WHEN TOM BUECHELE, vicar of St. John’s Episcopal Church in Bisbee, Ariz., and my church home, asked me to accompany a group of 48 clergy and laity headed for Altar in Mexico’s Sonora state to witness migrants preparing to enter the United States, my first instinct was to say “no.”
As the mayor of Bisbee, just five miles from the U.S.-Mexico border, I had seen too much of the economic and social damage caused by swelling immigration from across the border.
Still, my deepest concern was for the migrants themselves. I wanted to see firsthand the faces of the migrants that I so far only had seen waiting for the Border Patrol vans to arrive and take them back to Mexico.
So I said “yes.”
Altar is another dusty, hot, raw-looking northern Sonoran town, a traditional jumping off point for those coming north. When my group met with about 30 migrants in their small hotel, we discovered that most were country people, unschooled and unskilled, from small rural places in Guatemala.
Incredibly, they had walked to Altar, a distance of more than 2,000 miles. They planned to walk into the United States, 60 miles to the north. To see this kind of courage and hope in the open and honest faces of simple country people was moving beyond words. I knew I was in the presence of God’s grace.
Whatever else the gospels are about, they are about solidarity with the poor, the isolated and the rejected. They are a confessional ethic and witness for the priority of the powerless and the dispossessed, the triumph of the Word of God in the midst of the reign of death.
What does this mean in the current crisis of migration?
As a retired professor of public health and a former health official, my first instinct was to look for reforms that would remedy the deadly policy of forcing migrants out into the desert to discourage their journey northward.
But after seeing the faces of the migrants up close and hearing their stories, I knew my response and the church’s response must be even more. It must flow from the gospel’s petition, “Thy Kingdom come.”
The former mayor of Altar, Francisco Javier Garcia, spoke to our group. He mentioned the hopeless inability of many parts of the world to “keep up” and compete with the globalization of the world’s economy, a process that is devouring the poor of the world.
The infrastructure along our common border is decaying and neglected.
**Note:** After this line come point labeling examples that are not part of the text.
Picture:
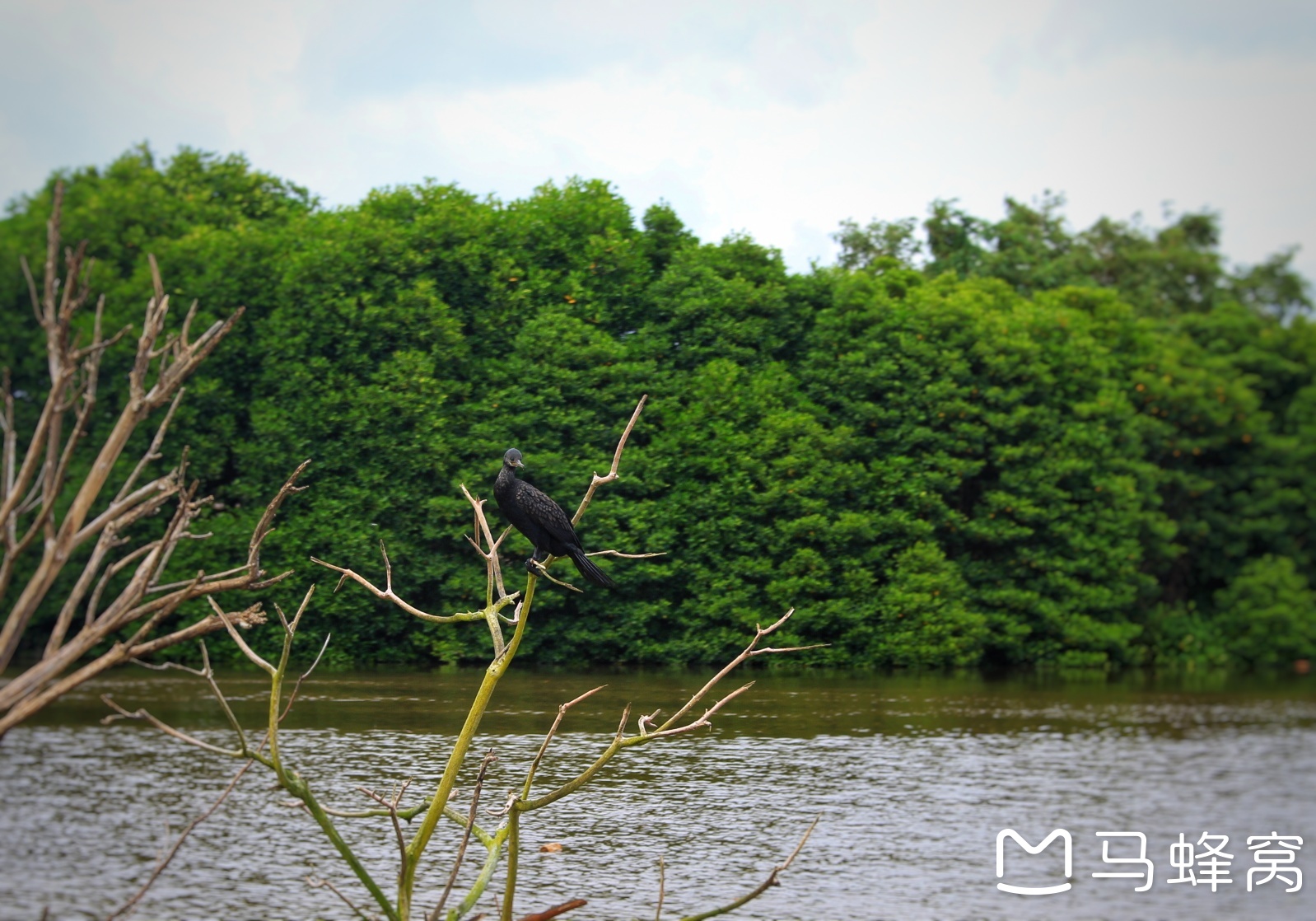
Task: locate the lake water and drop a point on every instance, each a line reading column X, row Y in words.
column 912, row 778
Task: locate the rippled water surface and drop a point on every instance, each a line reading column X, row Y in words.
column 912, row 778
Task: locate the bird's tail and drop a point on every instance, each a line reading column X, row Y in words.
column 586, row 568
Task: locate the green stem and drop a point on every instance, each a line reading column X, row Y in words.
column 407, row 879
column 514, row 845
column 483, row 879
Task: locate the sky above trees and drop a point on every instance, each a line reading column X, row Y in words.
column 779, row 119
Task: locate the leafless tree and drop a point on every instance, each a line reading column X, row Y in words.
column 501, row 844
column 57, row 521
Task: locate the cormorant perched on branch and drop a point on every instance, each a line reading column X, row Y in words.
column 543, row 521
This looming disaster could be a glorious opportunity for major public investments, for work and training for our poorest workers on both sides of the border.
It could be an opportunity to start ending the cycle of poverty and start normalizing immigration and to make our borders more humane. Our town of Bisbee is undertaking a $30 million wastewater overhaul project with the help of the North American Development Bank, an institution created by the North American Free Trade Agreement.
Undertaking a major new public works initiative could be the cornerstone of the church’s gospel witness for the poor and the rejected.
Toward that end, I would suggest that we demand that the United States enter into a new NAFTA, a new North American Fair Trade Agreement that protects and strengthens the poor and the undefended. It should do more than foster trade; it should strengthen the rights of working people and discourage the heedless exportation of work between the two nations. A new NAFTA could also establish a regulated and humane migration policy between our nations and the other countries in this region.
This new direction can come only if the church continues its witness against placing our deepest faith in military prowess and redemptive violence as the cornerstone of our national security.
Ours is an ethic and a gospel of the possibility of the impossible. We in the church must witness that the final word is life and the triumphant presence of the Word of God in all of creation.